The World Beyond BetterMost > Anything Goes
Topic Split: Media Coverage of Sensationalistic Events
nakymaton:
Can I put in a plug for my favorite news source, National Public Radio (www.npr.org, for people outside the US)? I don't get any television stations, so I get my news by listening to NPR while driving to and from work. And it doesn't hype the disappearance of young white blondes, and the discussion of the spinach scare has included both short pieces explaining what's happened and where, and longer pieces discussing the impact of the bans on farms in California.
I love NPR. It's thought-provoking, it's interesting, it feeds my curiosity about the world without leaving me with this sense of ever-present, ever-changing danger that I get from five minutes of CNN/MSNBC/Fox, or from the network news programs.
Oh, and the morning program has movie reviews from Kenneth Turan, who was my favorite movie critic even before he criticized last year's Oscars. ;D
And before I transform into the electronic equivalent of a fund drive, I'll get out of here. ;D
serious crayons:
--- Quote from: delalluvia on September 23, 2006, 02:18:01 pm ---People who are killed by cancer or cars is not news. Thousands if not hundreds of thousands die this way every year. People who get killed in unusual circumstances - planes, spinach, WTC, etc, even though the number is much smaller - IS news, simply because of the dramatic rarity.
--- End quote ---
Right, Del. That is exactly the point I was trying to make earlier regarding spinach.
And I agree that the vacation-sland angle made the Natalee story more newsy. But many of those blonde white girls who've gone missing over the years weren't in Aruba, and some nonwhite girls probably disappear while on vacation. I think there is a tendency for journalists to assume that the disappearances of white girls are shocking and those of nonwhite girls are easily explainable and/or routine.
When I was a newspaper reporter in New Orleans, a city that is two-thirds black, I saw that phenomenon a lot. It's probably not usually deliberate or even conscious, to give the benefit of the doubt, but it happens.
Giancarlo:
--- Quote from: latjoreme on September 23, 2006, 02:43:45 pm ---Right, Del. That is exactly the point I was trying to make earlier regarding spinach.
And I agree that the vacation-sland angle made the Natalee story more newsy. But many of those blonde white girls who've gone missing over the years weren't in Aruba, and some nonwhite girls probably disappear while on vacation.
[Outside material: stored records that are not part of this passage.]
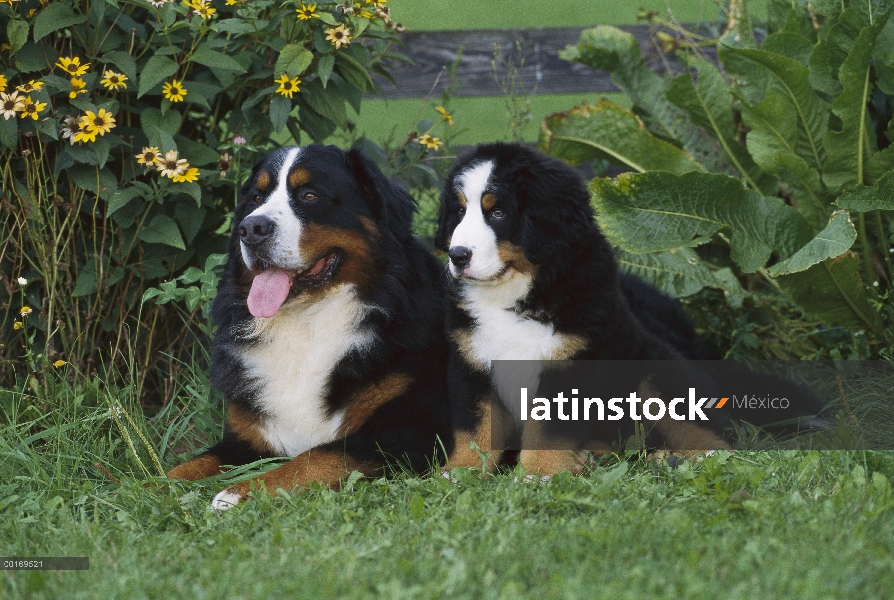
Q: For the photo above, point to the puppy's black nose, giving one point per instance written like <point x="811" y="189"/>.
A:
<point x="460" y="256"/>
<point x="255" y="230"/>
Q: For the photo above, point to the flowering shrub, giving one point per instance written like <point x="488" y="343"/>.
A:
<point x="125" y="129"/>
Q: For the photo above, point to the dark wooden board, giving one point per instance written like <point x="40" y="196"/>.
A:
<point x="542" y="71"/>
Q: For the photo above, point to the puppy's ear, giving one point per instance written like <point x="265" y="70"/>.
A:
<point x="556" y="209"/>
<point x="392" y="205"/>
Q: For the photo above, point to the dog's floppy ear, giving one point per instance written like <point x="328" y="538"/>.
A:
<point x="556" y="209"/>
<point x="392" y="206"/>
I think there is a tendency for journalists to assume that the disappearances of white girls are shocking and those of nonwhite girls are easily explainable and/or routine.
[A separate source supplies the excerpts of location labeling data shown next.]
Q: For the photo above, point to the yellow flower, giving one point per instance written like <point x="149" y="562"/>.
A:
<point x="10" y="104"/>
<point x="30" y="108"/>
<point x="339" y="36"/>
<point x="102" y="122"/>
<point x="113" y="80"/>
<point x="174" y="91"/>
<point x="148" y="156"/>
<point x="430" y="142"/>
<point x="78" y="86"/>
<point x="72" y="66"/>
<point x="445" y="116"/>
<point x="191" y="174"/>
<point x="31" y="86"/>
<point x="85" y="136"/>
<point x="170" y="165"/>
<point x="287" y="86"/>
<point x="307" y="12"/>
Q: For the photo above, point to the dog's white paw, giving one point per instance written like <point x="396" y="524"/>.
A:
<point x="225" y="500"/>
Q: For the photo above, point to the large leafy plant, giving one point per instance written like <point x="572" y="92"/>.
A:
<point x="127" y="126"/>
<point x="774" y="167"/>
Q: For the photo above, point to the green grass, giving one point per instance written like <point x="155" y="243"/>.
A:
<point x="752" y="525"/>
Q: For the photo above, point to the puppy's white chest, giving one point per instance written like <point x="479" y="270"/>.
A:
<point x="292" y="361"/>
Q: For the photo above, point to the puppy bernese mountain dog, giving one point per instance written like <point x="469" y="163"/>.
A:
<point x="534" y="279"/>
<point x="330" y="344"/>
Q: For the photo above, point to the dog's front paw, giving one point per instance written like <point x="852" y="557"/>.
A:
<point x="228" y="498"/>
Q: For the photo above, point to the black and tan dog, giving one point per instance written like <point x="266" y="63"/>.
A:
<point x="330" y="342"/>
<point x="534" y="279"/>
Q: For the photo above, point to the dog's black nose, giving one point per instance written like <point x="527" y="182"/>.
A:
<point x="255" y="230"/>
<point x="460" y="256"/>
When I was a newspaper reporter in New Orleans, a city that is two-thirds black, I saw that phenomenon a lot. It's probably not usually deliberate or even conscious, to give the benefit of the doubt, but it happens.
--- End quote ---
I still strongly disagree with you on several factors. I didn't say "don't report this". I'm saying don't make a big media circus out of it because it clearly isn't.
Phillip Dampier:
--- Quote from: nakymaton on September 23, 2006, 02:37:55 pm ---Can I put in a plug for my favorite news source, National Public Radio (www.npr.org, for people outside the US)? I don't get any television stations, so I get my news by listening to NPR while driving to and from work. And it doesn't hype the disappearance of young white blondes, and the discussion of the spinach scare has included both short pieces explaining what's happened and where, and longer pieces discussing the impact of the bans on farms in California.
--- End quote ---
For those unaware, NPR is probably the closest thing we have to an ABC in Australia, BBC in the UK, RTE in Ireland, CBC in Canada, NOS in the Netherlands, NRK in Norway, Deutschlandfunk in Germany, SR in Sweden, etc. In short, it's not state radio but public radio and television. It is a private corporation not associated with the government. A great many of their programs are available for podcast, download, live listening, etc.
Unfortunately, the external services of the United States government, such as the Voice of America have been under assault since the Bush Administration came to power and installed Kenneth Tomlinson (who also wormed his way into the Corporation for Public Broadcasting for awhile) who is now under investigation for corruption. Tomlinson is a proponent of using government broadcasting in the "war on terror" which is shorthand for propaganda. No one is more upset about this than VOA employees themselves who have relied on a firewall between government and broadcasting since VOA's inception in 1942. VOA and the now many surrogate radio outlets coordinated by the Broadcasting Board of Governors (Radio Free Asia, Europe, Liberty + Radio Farda, Radio/TV Marti, etc.) simply don't have the prestige of the BBC any longer.
But perhaps it is time to split this into its own thread....
serious crayons:
--- Quote from: Giancarlo on September 23, 2006, 04:53:17 pm ---I still strongly disagree with you on several factors. I didn't say "don't report this". I'm saying don't make a big media circus out of it because it clearly isn't.
--- End quote ---
I'm sorry, Giancarlo, but I don't understand what your point is here. If you're still talking about sensationalizing spinach, fine, whatever. If you're talking about missing girls, then I'm not sure we even disagree.